PP 3: As Origens, a Realidade dos Fatos – I, a Sedução, a Realidade dos Fatos – II e a Resistência

Raul Corrêa Rechden

ORIGENS

Os problemas de sustentabilidade do PPSP que o trouxeram à triste situação de hoje são múltiplos e vêm se acumulando desde a criação da Petros. Sem a menor pretensão de ser totalmente abrangente, alinho alguns deles:

  • o não aporte oportuno e completo do serviço passado dos pré-70;
  • o AOR, que retirou sorrateiramente os pré-70 do plano, quebrando-lhe o mutualismo e jogando o déficit na conta dos pós-70, ao mesmo tempo em que camuflava o rombo que alegadamente saneou e, de quebra, prejudicando a liquidez pelo não aporte imediato dos montantes devidos e ainda assim perdoando metade da dívida dos patrocinadores;
  • o não cumprimento dos artigos 41 e 48 que provocou enxurradas de ações vitoriosas cujo regresso os patrocinadores não honraram e cuja cobrança os gestores da Petros negligenciaram ;
  • a concessão de níveis para os repactuados em acordo coletivo espetando 100% da conta no patrimônio dos próprios participantes, excluídos os pré-70 que foram beneficiados pela isenção dos descontos extraordinários;
  • a negligência na atualização do plano de custeio, ancorado em meras estimativas por mais de 40 anos;
  • a maquiagem continuada do déficit, pela superavaliação dos ativos e omissão de importantes passivos como família real e retirada do teto de 90%, comprometendo a solvência futura do plano;
  • e o maior de todos os males: a gestão incompetente, descuidada e predatória dos ativos, orientada muito mais para interesses do governo de plantão e nomeações em conselhos de empresas cambaleantes do que para o benefício do patrimônio.
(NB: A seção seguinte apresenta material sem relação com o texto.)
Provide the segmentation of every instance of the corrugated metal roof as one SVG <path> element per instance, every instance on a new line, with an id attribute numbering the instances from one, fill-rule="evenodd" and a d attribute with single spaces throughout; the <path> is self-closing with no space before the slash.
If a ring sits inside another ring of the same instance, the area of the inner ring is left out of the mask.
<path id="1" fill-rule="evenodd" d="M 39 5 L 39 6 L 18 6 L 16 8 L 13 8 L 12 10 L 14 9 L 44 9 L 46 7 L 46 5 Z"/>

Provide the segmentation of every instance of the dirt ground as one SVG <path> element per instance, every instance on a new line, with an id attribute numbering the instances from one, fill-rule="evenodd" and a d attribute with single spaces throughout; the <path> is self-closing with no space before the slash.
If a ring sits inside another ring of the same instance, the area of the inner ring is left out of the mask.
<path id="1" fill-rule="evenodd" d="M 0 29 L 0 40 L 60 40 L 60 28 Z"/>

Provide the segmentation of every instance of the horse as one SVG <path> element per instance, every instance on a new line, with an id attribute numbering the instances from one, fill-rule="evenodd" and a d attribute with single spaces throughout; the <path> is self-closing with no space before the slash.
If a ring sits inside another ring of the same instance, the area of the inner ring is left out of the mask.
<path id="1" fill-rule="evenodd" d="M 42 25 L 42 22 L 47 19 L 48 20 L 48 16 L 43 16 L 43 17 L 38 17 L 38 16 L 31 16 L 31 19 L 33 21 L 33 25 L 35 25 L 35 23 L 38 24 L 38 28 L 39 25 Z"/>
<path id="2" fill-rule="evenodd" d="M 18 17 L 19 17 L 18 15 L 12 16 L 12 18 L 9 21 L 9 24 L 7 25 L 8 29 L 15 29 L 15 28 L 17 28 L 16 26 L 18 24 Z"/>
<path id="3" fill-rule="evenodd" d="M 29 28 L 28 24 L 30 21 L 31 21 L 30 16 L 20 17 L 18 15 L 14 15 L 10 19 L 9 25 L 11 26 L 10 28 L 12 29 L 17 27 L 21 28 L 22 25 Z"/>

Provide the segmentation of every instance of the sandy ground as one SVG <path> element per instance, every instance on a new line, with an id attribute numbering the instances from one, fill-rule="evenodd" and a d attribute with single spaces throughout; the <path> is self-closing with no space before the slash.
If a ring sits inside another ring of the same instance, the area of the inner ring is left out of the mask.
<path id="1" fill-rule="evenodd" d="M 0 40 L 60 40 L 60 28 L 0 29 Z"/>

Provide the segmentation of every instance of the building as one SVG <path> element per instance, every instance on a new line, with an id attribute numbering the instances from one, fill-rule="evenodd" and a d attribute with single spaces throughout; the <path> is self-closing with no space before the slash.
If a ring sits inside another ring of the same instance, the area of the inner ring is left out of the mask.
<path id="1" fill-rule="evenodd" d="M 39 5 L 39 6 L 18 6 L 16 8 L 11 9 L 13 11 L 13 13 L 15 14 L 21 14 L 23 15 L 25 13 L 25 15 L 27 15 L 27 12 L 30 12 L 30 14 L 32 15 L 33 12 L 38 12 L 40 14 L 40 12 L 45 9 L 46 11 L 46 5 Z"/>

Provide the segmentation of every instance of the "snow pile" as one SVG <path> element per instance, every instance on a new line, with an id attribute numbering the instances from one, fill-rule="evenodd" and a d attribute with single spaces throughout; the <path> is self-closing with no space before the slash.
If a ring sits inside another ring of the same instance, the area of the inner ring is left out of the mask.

Não há instituição ou empreendimento que possa resistir a tanta irresponsabilidade na sua condução.

Ignorando sua responsabilidade majoritária no gigantesco rombo, os patrocinadores querem agora retirar seu patrocínio de forma oblíqua, aplicando suas próprias regras, através da oferta da migração para um plano individualista de contribuição definida. Nesse plano, a partir de um aporte inicial fixo que corresponde aos compromissos atuais que entendem serem seus (mas que estão fortemente subavaliados), retiram sua responsabilidade por todos os déficits supervenientes.

REALIDADE DOS FATOS – I

Com forte desequilíbrio entre ativo e passivo e um alto percentual do patrimônio investido em negócios de retorno incerto, novas insuficiências com certeza ocorrerão. Os que migrarem para o novo plano, o chamado PP-3, não contarão mais com a participação de sua patrocinadora na cobertura desses déficits, o que multiplicará por dois seu impacto no valor dos benefícios e reduzirá em dobro o benefício futuro dos participantes ativos.

O participante do PPSP que resolver migrar terá que abrir mão de todas as ações que tenha contra seu atual plano, o que lhe retirará toda a possibilidade de ser ressarcido pelos desmandos que lhe corroeram o patrimônio.

Adicionalmente, ao sair de um plano mutualista e aderir a um plano individualista, cujo caráter solidário se restringe aos benefícios de risco, o participante abre mão da vitaliciedade dos benefícios.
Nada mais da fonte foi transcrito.